The ballet that will precede King Roger has more obvious influences: those of traditional Polish folklore. Harnasie is another tale of difficult romance, where a peasant bride is seduced by the charms of the rogue Harnas, a highwayman and ringleader. Harnasie and King Roger will be performed in the Sosnoff Theater from July 25 through August 3, with the July 27 performance introduced by an Opera Talk with Botstein at 1 p.m.
Primoff explained that, in selecting operas for SummerScape, "What we do is find wonderful operas that aren't in the standard repertoire." He likened the production values of Bard operas to those of the Metropolitan Opera House in New York City, but was sympathetic to the reasons that most opera companies are unwilling or unable to take on a lesser-known work. "Opera is very expensive to produce. By and large, many companies try to walk the fine line between commercially popular and important works. There is an incredible amount of opera that doesn't get to see the light of day." Bard audiences, however, are willing to take a chance. "The quality of our productions and our track record are becoming well-known." He added that "For people in this area, this could be a once-in-a-lifetime opportunity to see an extraordinary opera produced in a great hall."

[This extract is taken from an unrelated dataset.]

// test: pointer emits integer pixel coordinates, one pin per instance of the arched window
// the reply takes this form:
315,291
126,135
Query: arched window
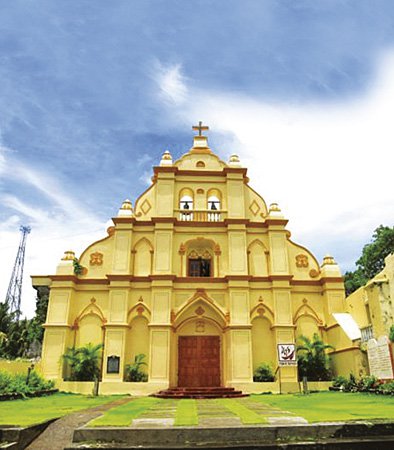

Other theatrical offerings at SummerScape include Uncle Vanya, the Anton Chekhov tragicomedy, starring Peter Dinklage, known to American filmgoers for his moving performance in The Station Agent. Running from July 9 through 20, the modern-dress production will be presented in Theater Two. In contrast, to give 'Scapers a taste of what was trampling the boards in the West in the Twenties, is a production of Of Thee I Sing: the Pulitzer Prizewinning Gershwin musical that may sooth a few frayed nerves in this tense election year. Of Thee I Sing runs from August 1 through 8, also in Theater Two.
The 2008 Film Series at SummerScape is titled "Cinéma Transcontinentale: America, Russia and France in the 1930s. Thirteen films in all, this classic series includes the French Boudu Saved from Drowning; They Won't Forget, produced by MGM's own Mervyn Leroy; and both parts of Ivan the Terrible by Russian filmmaker Sergei Eisenstein. Films will be shown in the Ottaway Theater.
The event that started it all, the Bard Summer Music Festival, runs three weekends: August 8 to 10 and 15 to 17 and October 24 to 25. Weekend One's theme is "From East to West," and the selections are inspired by Prokofiev's vagabond lifestyle in the earlier part of the last century. Leaving Russia in 1918, he resided in the US and France, finally returning to what he believed was a new Russia in 1936. Works will include Suggestion Diabolique from Four Pieces, Symphony No. 1 in D Major and Five Poems by Anna Akhmatova. Works by Gliere, Glazunov, Tcherepnin and Stravinsky will be included in this weekend, as will a variety of panel discussions and pre-concert talks.
Weekend Two has been ominously dubbed "The Faustian Pact," and recalls in its selections the time during which Prokofiev endured the censorship of the Stalin Era. Selections in Weekend Two include his Ivan the Terrible, Rachmaninoff's All-Night Vigil, Stravinsky's Symphony of Psalms and Shostakovich's String Quartet No. 3 in F Major. Weekend Three's theme is "Prokofiev in America and Russia." Selections from his opera The Love for Three Oranges and Waltz Suite will be performed.
For a complete schedule of events, please go to the Bard College website at www.bard.edu. For tickets, reservations or other information, you can call Bard at (845) 758-7900. Primoff said that the Bard SummerScape schedule is arranged so that "People can do as much or as little as they want." He confidently assured that "There is absolutely no doubt anyone who looks on the website will find something they want to do."